Qualitative data from ongoing staff engagement groups to gather feedback about ease of use, benefits for staff of using the application, benefits for the residents.


Medium term plan:

Qualitative data on impact on resident’s overall wellbeing using:

  • Staff observation
  • Validated wellbeing measures, chosen to reflect the resident’s level of cognitive ability


Long Term Plan:

Quantitative data from Local Authority and NHS statutory returns to measure factors listed in short term plan

Across the BNSSG we have a robust technology network under the banner of Healthier Together Sustainability and Transformation Partnership (STP). This well-established group will act as the project board for this group and meet bimonthly.  A Prince2 project management approach will underpin our work together, so all partners are aware of timescales, responsibilities and outcomes to report against. The project manager will sit within North Somerset Council, they will manage the budget as well as being a touchstone for the team and have overall responsibility for  project delivery.  During the set-up of the project team we will agree arrangements for remote working which will include, video conference, messaging facilities and cloud-based storage for shared documentation. All information shared will be done within GDPR.


We anticipate the whole team meeting for an initial project day at the beginning of alpha phase, the project team would discuss and agree roles and responsibilities and allocate tasks for the duration of the project. The team would review the tasks as the project progresses.


Project Governance would be applied:

  • Appoint an individual to be responsible for the business case (sponsor)
  • Create a project management plan
  • Agree on clear and common reporting methods
  • Stakeholder engagement
  • Manage lessons learned to achieve a culture of continuous improvement
  • Agree on clear roles and responsibilities (RACI)


Bi weekly project meetings would be held using Skype as the main method of communication because of the distance involved between project partners.


We will use the RACI model for identifying roles and responsibilities and avoiding confusion during a project.

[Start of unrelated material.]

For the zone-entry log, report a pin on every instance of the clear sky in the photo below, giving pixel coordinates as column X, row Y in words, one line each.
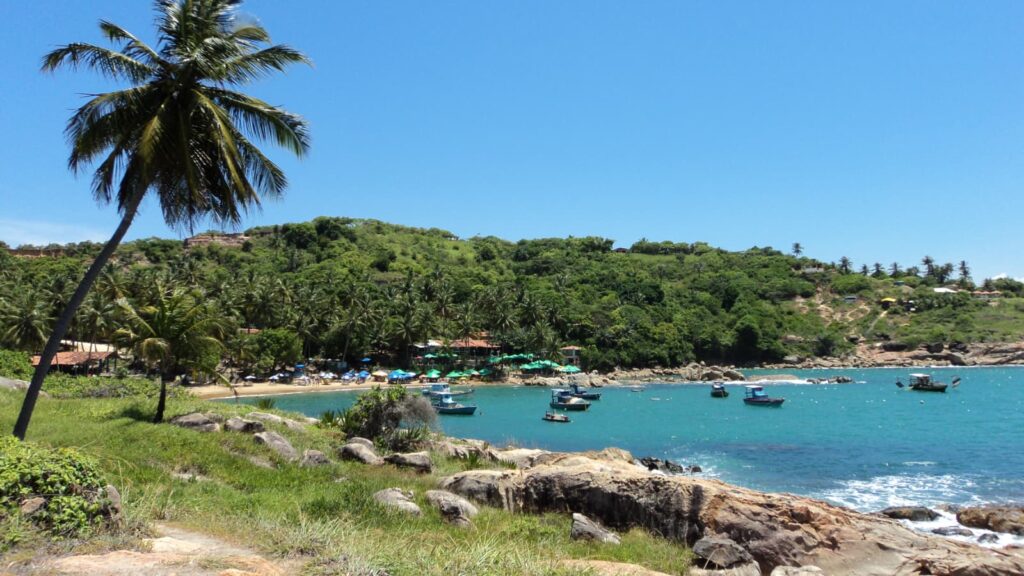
column 879, row 130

  • Responsible: The person who does the work to achieve the task. They have responsibility for getting the work done or decision made.
  • Accountable: The person who is accountable for the correct and thorough completion of the task.
  • Consulted: The people who provide information for the project and with whom there is two-way communication.
  • Informed: The people kept informed of progress and with whom there is one-way communication.

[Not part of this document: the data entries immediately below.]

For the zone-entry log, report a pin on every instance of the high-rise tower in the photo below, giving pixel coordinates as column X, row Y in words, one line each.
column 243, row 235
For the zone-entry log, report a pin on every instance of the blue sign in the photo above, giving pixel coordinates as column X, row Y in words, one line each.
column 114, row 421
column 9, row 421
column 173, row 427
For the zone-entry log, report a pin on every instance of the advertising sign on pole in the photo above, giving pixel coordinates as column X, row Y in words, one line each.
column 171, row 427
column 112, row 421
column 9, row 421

Without clearly defined roles and responsibilities, it is easy for projects to run into trouble. When people know what management expect of them, it is easier for them to complete their work on time, within budget and to the right level of quality.


See RACI for project :

Diagram 3: RACI table – see PDF


Support and Guidance Needs:


Throughout the discovery phase of this project there has been ongoing project support from the LGA, Snook, NHS Digital and RMS Consulting. This support, which was tailored to the SCDIP funding has provided invaluable learning and project support to the project team and will underpin the work of the team going forward. Working collaboratively with the SCDIP team in this way has encouraged both the team and the individual members to grow and develop to meet the challenges of the project. Support of this type going forward would be welcomed and valued. A bonus of working in this way is that information is often shared regarding other parties with an interest in hydration which has led to additional opportunities for collaborative working and sharing of resources.

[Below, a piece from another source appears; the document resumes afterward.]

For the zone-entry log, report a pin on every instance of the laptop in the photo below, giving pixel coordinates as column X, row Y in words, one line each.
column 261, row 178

As the team and the size of the project grows formal project management training support and would be invaluable, investing in the correct skill set for the lead authority personnel should yield multiple benefits for future projects.


Support with developing an effective, tried and tested training programme and materials to ensure successful implementation of the application into the care home would be valued by the team. Ensuring that the staff training element of the project is as effective as possible would help build confidence in the process of rolling out the application to other care homes within the group.